New math-based musculoskeletal model seeks to predict injuries
Philadelphia — Seeking to gain insights on how an injury to one part of the body potentially can lead to other injuries, University of Pennsylvania and Haverford College researchers have developed a mathematical model for all human muscles and bones.
The network model is an attempt to simplify the musculoskeletal system by treating muscles as “springs” and bones as “balls.” In its “highly abstract form,” according to a press release, the network model intends to show the transmission of forces throughout the body.
Researchers stated that as they refine the model, they hope it will give physical therapists and clinicians opportunities to predict compensatory injuries and advise patients on how to avoid them.
“We can say, ‘If this is the muscle you injured, here are the other muscles we should be most worried about,” Danielle Bassett, lead researcher and associate professor at Penn’s School of Engineering and Applied Sciences, said in the release.
The researchers also looked at their network in relation to the “motor homunculus,” a method of mapping brain regions that control certain parts of the body.
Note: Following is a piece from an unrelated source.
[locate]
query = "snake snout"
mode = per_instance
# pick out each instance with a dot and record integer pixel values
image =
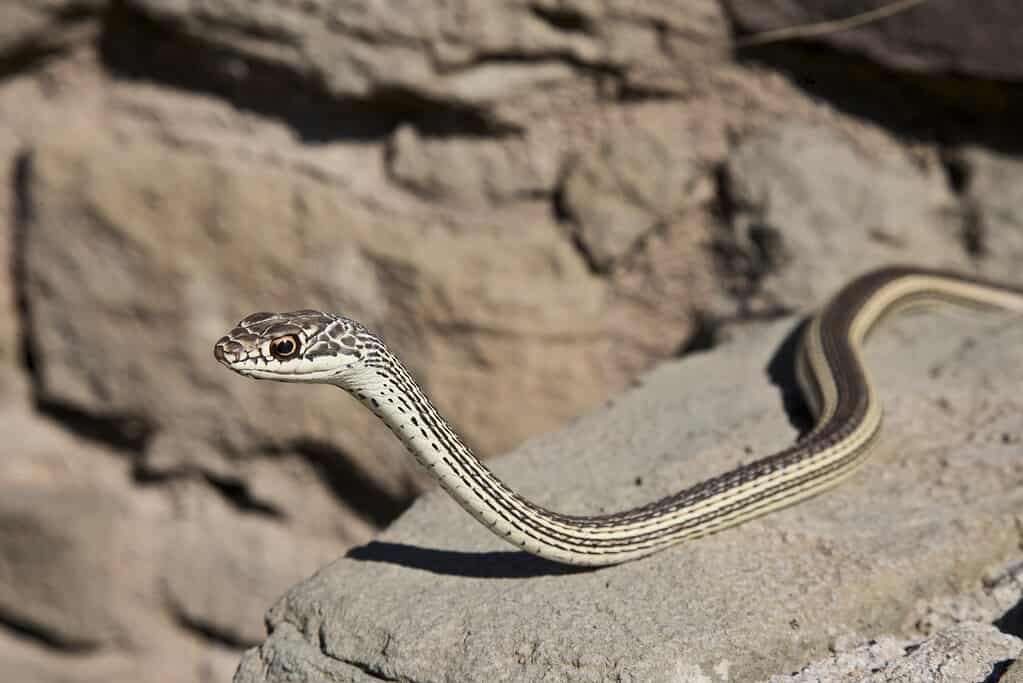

“We saw that the more impact that a muscle has on the rest of the body, the more real estate we use in our brain to control it,” Bassett said in release. “We think it’s a way for us to maintain robustness in those muscles – if a muscle can have a massive impact on the rest of the body, you don’t want any error in controlling it.”
The researchers plan to continue revising their musculoskeletal model, namely updating for “more realistic” bone mass and “stretchiness” in muscles. They also will seek to improve modeling for tendons and for muscles that “have more complicated flexing behaviors.”
The study of the network model was published Jan. 18 in PLOS Biology.